I jumped, my mind far from my daughter at that point.

“If you’re looking for something for her to do after school, I might know something.”

“Why would you think-?”

“I noticed since your new tenants moved in that she’s not been around much-had a lot of ‘friend time.’ Then with-” He jerked his head back toward the charred spot we’d left behind. “If I’m wrong…”

“No.” Why deny it? “I rented the space to them and I’m locked in now, but after last night…I’m thinking it might be better if she wasn’t too influenced by them.”

Peter bent at the waist to help propel himself up the hill.

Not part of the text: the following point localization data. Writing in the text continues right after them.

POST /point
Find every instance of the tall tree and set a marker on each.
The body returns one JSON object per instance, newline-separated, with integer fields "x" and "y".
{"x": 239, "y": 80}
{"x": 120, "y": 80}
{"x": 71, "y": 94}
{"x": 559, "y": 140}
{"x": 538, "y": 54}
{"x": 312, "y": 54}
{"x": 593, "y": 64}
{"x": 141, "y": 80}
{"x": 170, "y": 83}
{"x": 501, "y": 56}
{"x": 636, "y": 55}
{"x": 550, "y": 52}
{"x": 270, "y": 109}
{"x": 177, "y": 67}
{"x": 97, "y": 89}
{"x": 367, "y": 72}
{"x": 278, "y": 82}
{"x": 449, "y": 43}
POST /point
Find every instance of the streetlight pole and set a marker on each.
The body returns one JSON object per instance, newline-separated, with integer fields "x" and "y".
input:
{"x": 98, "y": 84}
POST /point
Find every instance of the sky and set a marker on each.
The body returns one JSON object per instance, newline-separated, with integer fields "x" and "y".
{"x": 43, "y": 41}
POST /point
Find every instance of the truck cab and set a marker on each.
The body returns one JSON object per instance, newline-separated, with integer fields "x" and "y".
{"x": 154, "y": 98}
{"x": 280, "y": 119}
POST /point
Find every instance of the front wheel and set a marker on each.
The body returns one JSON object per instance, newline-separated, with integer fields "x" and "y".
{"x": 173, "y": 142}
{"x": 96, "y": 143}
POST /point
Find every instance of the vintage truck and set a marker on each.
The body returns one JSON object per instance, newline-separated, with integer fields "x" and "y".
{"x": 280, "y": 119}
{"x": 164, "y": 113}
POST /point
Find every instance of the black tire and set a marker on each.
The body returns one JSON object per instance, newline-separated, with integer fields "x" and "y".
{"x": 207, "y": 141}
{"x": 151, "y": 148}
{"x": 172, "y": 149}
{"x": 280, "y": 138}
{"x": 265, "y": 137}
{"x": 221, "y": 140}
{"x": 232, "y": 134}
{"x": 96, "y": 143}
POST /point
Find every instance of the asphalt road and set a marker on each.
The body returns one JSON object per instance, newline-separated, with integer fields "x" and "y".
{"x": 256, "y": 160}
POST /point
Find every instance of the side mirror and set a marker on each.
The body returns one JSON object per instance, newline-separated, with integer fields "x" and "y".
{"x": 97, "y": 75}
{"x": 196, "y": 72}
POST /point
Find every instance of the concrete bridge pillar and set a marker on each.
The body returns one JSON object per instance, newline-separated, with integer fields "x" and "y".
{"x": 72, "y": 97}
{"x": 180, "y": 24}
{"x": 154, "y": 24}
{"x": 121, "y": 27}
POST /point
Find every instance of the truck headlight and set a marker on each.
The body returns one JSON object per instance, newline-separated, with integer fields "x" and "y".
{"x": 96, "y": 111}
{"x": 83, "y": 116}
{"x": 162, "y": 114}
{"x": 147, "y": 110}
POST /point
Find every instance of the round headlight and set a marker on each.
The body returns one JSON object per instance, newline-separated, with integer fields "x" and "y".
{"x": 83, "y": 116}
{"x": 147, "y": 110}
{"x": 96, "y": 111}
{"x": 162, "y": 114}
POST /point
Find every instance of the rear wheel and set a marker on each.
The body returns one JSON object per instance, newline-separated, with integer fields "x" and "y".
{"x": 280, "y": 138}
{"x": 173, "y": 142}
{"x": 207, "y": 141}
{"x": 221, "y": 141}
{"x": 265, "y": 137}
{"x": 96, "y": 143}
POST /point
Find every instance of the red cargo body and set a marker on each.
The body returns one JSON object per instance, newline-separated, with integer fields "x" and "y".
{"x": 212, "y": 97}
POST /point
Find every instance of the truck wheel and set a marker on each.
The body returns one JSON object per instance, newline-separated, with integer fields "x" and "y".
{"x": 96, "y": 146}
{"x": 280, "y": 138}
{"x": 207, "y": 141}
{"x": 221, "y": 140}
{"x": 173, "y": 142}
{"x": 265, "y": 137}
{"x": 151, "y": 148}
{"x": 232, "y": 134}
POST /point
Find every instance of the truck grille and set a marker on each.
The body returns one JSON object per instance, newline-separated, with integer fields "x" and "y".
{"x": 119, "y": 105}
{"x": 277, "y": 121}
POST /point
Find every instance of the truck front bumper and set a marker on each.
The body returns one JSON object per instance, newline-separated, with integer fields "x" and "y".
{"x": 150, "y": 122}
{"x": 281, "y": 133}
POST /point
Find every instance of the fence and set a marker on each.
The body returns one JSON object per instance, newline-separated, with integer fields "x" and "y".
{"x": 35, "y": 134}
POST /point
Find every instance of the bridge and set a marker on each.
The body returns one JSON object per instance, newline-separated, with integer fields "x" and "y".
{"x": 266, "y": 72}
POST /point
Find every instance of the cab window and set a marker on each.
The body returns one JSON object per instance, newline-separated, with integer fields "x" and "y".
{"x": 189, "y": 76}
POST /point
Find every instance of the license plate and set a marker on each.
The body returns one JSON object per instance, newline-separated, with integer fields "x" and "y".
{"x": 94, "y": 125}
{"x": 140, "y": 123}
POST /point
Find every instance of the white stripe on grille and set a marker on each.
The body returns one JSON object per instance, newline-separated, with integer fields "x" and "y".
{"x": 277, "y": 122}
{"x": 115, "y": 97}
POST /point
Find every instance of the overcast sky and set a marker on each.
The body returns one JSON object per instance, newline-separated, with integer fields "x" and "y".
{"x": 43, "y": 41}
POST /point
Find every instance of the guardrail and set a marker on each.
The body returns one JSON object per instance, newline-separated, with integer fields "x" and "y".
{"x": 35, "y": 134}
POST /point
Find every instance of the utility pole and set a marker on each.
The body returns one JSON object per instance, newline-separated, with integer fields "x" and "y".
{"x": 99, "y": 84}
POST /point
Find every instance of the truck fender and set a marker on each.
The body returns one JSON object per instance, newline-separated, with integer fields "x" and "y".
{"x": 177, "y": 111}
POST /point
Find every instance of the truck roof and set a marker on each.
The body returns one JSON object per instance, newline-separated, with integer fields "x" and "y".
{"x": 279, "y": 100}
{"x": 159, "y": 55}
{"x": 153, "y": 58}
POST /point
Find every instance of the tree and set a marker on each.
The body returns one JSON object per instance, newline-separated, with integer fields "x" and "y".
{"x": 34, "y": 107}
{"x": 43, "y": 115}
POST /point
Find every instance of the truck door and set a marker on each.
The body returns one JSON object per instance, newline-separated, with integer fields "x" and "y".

The roar of a lawn mower and the scent of cut grass drifted from one of my neighbor’s yards. A moment of normal in an insane world.

“My client, Makis, the man in the wheelchair?” Peter held out a hand to help me up the incline. I stared at it, not getting for a second what he was doing. Then realizing what he was offering, I shook my head and plowed ahead, moved ahead of him.

You can take the Amazon out of the tribe…

Peter’s long gait closed the small space I’d put between us. “He’s starting an after-school art program. He used to teach high school. I told you I’d known him awhile.”